Это были приятельницы Хруща Антонина, Кристина и Танька Мерлуза.

В обычное время они друг друга горячо и страстно ненавидели, но сейчас нашли общий язык. Как говорят в детском саду, все три грации подружились против вероломного Валентина.

— Ты, хрущ моржовый! — завопила Антонина, едва увидев своего прекрасного принца. — Ты как посмел про нас такой слух гадостный распустить?

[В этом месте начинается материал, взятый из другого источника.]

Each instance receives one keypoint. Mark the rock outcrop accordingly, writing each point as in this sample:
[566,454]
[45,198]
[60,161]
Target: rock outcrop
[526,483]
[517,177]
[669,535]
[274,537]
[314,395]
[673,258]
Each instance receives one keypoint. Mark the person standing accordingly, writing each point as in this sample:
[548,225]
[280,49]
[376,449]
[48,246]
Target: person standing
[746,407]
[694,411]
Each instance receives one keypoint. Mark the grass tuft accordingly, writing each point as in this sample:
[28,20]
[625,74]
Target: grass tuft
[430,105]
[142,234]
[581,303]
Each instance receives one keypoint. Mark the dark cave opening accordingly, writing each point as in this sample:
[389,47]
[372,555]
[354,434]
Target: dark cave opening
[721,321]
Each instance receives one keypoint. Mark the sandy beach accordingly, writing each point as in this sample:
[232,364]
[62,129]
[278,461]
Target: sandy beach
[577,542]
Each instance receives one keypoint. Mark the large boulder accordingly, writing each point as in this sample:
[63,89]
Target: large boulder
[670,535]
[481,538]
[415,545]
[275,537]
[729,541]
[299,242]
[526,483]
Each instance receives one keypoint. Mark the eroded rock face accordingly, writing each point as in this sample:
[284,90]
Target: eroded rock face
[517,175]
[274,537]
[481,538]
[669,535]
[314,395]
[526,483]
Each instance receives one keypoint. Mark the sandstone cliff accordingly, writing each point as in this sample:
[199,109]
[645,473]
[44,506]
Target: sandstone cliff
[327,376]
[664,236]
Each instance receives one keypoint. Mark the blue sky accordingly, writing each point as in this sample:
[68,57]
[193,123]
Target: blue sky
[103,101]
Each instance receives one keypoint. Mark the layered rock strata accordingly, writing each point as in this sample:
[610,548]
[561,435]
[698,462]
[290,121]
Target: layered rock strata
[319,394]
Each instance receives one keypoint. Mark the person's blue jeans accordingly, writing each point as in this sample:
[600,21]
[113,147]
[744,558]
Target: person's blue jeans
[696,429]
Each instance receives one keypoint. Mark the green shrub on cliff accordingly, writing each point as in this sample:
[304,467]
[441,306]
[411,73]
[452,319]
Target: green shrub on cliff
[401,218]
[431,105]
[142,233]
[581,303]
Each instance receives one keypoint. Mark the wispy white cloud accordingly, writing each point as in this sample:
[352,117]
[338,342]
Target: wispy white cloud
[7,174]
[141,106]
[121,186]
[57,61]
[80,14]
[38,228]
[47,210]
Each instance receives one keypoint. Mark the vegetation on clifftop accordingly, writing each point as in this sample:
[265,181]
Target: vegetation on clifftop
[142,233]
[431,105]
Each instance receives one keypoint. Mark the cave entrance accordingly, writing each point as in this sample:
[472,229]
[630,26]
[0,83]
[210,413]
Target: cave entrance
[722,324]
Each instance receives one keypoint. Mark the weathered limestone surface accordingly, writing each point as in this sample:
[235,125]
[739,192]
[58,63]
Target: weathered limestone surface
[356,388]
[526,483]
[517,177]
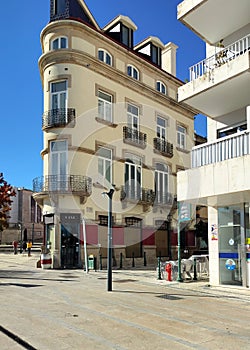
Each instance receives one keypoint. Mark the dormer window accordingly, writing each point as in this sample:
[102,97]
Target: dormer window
[59,43]
[133,72]
[121,29]
[59,7]
[105,57]
[161,87]
[151,49]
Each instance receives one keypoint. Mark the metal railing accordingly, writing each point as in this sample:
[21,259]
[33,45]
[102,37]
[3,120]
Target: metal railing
[134,136]
[58,117]
[222,56]
[163,146]
[224,148]
[63,184]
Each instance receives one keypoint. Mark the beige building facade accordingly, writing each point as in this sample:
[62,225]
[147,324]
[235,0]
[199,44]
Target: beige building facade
[111,120]
[219,178]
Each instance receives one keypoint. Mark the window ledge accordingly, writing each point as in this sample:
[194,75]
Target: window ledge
[106,122]
[182,150]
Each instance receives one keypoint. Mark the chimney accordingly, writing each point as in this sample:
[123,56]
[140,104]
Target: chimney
[169,58]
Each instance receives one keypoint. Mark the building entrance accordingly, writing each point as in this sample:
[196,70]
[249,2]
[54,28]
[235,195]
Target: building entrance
[233,232]
[70,242]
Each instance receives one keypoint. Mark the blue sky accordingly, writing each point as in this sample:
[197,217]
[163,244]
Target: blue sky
[20,88]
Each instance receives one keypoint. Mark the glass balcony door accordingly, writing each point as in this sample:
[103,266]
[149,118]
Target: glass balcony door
[232,248]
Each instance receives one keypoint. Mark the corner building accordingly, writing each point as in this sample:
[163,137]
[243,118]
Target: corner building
[219,88]
[111,120]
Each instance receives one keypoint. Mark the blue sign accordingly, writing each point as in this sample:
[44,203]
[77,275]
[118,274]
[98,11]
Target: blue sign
[230,264]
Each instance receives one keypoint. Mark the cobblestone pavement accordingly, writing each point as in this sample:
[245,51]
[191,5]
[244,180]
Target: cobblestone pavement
[69,309]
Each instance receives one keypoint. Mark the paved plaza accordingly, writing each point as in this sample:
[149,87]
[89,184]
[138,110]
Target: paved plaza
[69,309]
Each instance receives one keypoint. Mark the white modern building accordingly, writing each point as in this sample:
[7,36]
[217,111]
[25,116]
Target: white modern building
[219,87]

— Как посмел? — подхватили остальные красотки.

— Вы чё, бабы, обалдели совсем? — удивился Хрущ.

— Это кто у нас заразный? — заорала Антонина. — Я ему звоню по-хорошему, он говорит — вирус у него! Знаем, какой у тебя вирус, а на других сваливаешь!

— Да в чем дело, девочки? — Хрущ попятился: совместной атаки этих трех прекрасных дам он бы не выдержал. Да что он! Перед ними, несомненно, спасовал бы и Терминатор в исполнении губернатора Калифорнии Шварценеггера. Или губернатор в исполнении Терминатора.

— В чем дело? — переспросила Танька Мерлуза, подбоченившись. — А кто распустил слух, будто мы тебя… будто одна из нас тебя… будто мы… в общем, кто про нас слухи всякие распускает?

— Да я вас всех месяц не видел! — рявкнул Хрущ. — Только сейчас с вахты вернулся. Сама знаешь, мелкий бизнес на Камчатке без присмотра оставлять нельзя!

— Еще и врет, козлина! Все тебя видели! И Крендель тоже!

Хрущ отступил к своей двери, он не любил непонятного. В довершение всего на лестничной площадке появилась аккуратная старушка с завитыми кудельками, на руках она держала такую же кудрявую болонку. Болонка, вместо того чтобы при виде бультерьера завизжать и броситься наутек, залаяла оскорбительно и даже зарычала, стремясь вырваться и врезать этому Лютику как следует. Бультерьер, видя такое поведение, попятился, он тоже не любил непонятного. Болонка тряслась от злости и щелкала зубами.

Хрущ воспользовался секундным замешательством и юркнул в свою квартиру.

Испуганный бультерьер едва успел проскочить следом и очень порадовался тому, что ему своевременно купировали хвост.